Afraid that dark time might heave up again
brought on by her lilting incantations,

his time
Destiny not missing him with its sickle.
Or was he still trying to wash the blood off his own hands.
God gave her a song
that men dared not let her sing.

This wind enters my bedroom,
crawls slowly over me,
gently tugs at my lashes
and softy scratches at my eyelids,
tickles my sleeping ear,

washes through memory and dream
until both are muddy.
It settles between my lover and I
like a hard lump growing in a tender place
inside us.

and we wish we could just forget”
and that that would be enough to make it disappear.
But the wind carries rumours
of knowledge and beauty being transmuted
into ash and greasy black smoke.

And i know that I rewrite history every day
with my brush and pen.
And that the permanence of canvas and paper
is the biggest lie I’ve lead myself on with.

I know that all the bold colour
and bright sound I can make
will eventually lie impotent
and this wind will fill
the empty spaces again.

© 2010 Steven R. Duncan

This entry was posted in Ariadne's Notes, General, Ongoing World Poetry Events, Radio Show, World Poetry New Westminster and tagged , , , . Bookmark the permalink.

One Response to World Poetry Proudly Presents Steve Duncan From Canada!

  1. Poignant, powerful work here.
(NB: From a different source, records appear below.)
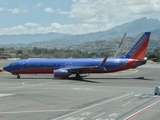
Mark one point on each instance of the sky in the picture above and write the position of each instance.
(71, 16)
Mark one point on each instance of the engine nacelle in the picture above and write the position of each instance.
(61, 73)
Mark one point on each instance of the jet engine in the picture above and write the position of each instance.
(61, 73)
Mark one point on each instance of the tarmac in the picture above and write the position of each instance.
(124, 95)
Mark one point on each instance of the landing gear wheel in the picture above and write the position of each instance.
(18, 76)
(78, 77)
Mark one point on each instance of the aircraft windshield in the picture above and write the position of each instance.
(12, 64)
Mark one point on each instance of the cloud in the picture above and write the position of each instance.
(34, 28)
(49, 10)
(31, 24)
(1, 9)
(37, 5)
(104, 11)
(17, 10)
(59, 11)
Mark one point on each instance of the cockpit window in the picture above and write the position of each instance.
(12, 64)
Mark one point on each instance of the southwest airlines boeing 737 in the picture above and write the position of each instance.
(64, 67)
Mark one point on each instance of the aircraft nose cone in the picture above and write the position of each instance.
(6, 68)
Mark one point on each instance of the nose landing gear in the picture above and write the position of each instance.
(18, 77)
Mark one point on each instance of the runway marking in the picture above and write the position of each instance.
(98, 115)
(93, 106)
(3, 95)
(138, 95)
(36, 111)
(142, 111)
(126, 104)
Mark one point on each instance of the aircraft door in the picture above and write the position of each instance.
(68, 64)
(21, 64)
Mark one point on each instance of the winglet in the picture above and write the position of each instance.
(102, 64)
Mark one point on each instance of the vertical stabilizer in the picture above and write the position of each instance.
(138, 51)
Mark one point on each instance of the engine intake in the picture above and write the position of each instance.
(61, 73)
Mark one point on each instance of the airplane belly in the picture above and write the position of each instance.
(34, 71)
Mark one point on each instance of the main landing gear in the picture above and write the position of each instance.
(18, 77)
(78, 77)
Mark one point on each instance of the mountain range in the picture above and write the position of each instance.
(133, 29)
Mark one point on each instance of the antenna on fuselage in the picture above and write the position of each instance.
(120, 44)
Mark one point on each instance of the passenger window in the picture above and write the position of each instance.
(12, 64)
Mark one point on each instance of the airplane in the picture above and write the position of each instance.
(64, 67)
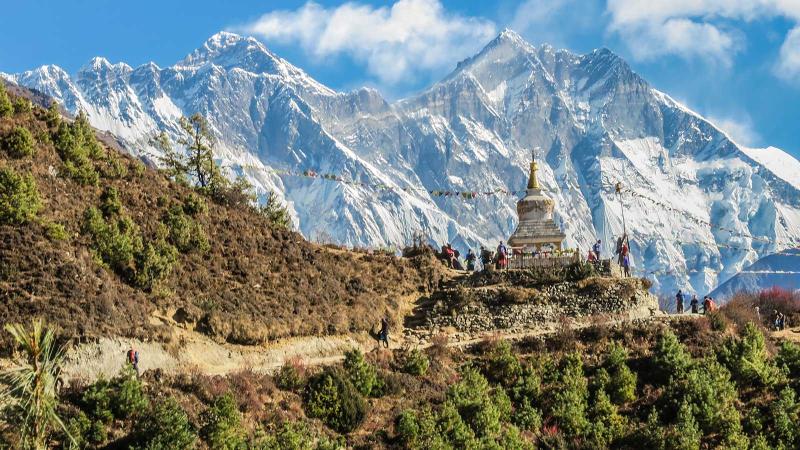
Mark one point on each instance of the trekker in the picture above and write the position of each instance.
(706, 304)
(486, 258)
(383, 335)
(133, 359)
(626, 266)
(502, 256)
(450, 255)
(471, 258)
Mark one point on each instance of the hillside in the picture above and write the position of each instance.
(592, 118)
(238, 279)
(778, 270)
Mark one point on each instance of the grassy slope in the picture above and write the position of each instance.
(255, 283)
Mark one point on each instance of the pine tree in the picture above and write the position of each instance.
(199, 143)
(687, 433)
(6, 108)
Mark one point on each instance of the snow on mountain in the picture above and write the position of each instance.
(591, 119)
(776, 270)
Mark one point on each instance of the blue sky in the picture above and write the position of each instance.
(734, 61)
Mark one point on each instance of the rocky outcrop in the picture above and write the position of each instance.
(511, 309)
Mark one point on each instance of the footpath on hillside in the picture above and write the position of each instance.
(464, 310)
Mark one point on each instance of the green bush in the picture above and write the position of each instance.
(748, 360)
(19, 143)
(687, 434)
(711, 394)
(290, 377)
(110, 203)
(277, 214)
(6, 108)
(194, 205)
(293, 436)
(154, 263)
(22, 106)
(78, 148)
(479, 405)
(528, 386)
(527, 417)
(606, 425)
(670, 357)
(362, 374)
(785, 415)
(420, 430)
(571, 398)
(184, 232)
(19, 198)
(128, 398)
(115, 242)
(222, 425)
(56, 231)
(331, 397)
(503, 366)
(622, 381)
(415, 362)
(789, 359)
(165, 426)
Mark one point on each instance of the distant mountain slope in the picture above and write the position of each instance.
(593, 120)
(777, 270)
(252, 283)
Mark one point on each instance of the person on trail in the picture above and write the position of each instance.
(626, 266)
(133, 359)
(383, 335)
(449, 254)
(471, 258)
(502, 256)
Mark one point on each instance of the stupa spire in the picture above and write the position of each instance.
(533, 182)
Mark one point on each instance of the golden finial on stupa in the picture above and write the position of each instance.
(533, 183)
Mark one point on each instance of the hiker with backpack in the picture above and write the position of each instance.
(486, 258)
(383, 335)
(471, 258)
(133, 359)
(502, 256)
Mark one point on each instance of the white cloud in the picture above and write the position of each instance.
(691, 28)
(788, 66)
(739, 128)
(396, 43)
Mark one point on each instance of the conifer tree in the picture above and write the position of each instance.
(6, 108)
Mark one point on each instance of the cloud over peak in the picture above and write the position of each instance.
(395, 42)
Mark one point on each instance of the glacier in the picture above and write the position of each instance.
(697, 206)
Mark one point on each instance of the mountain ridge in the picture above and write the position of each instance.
(592, 118)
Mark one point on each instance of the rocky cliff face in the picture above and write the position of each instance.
(592, 120)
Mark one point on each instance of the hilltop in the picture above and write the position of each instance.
(699, 206)
(235, 277)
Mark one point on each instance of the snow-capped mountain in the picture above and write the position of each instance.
(780, 269)
(590, 118)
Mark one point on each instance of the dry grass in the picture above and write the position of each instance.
(255, 284)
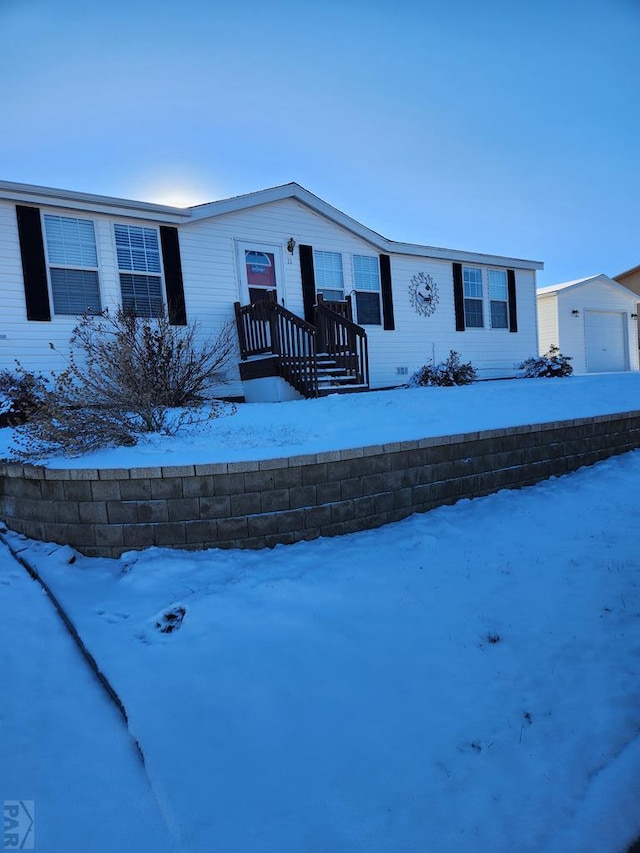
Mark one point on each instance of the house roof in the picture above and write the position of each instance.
(580, 282)
(627, 272)
(184, 216)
Transcendental and elemental, something we are all familiar with, touched by and sculpted by. Evolution through hands shaped by time, truth and a sense of power. It’s good to read this poet, Steve Duncan. I’m very good friends with Marc Creamore and he gave a positive impression of your writing and contributions to the arts, a very high recommendation, in my estimation. Of course, I’m also a proud member of the World Poetry group. Lovely work here, Poet.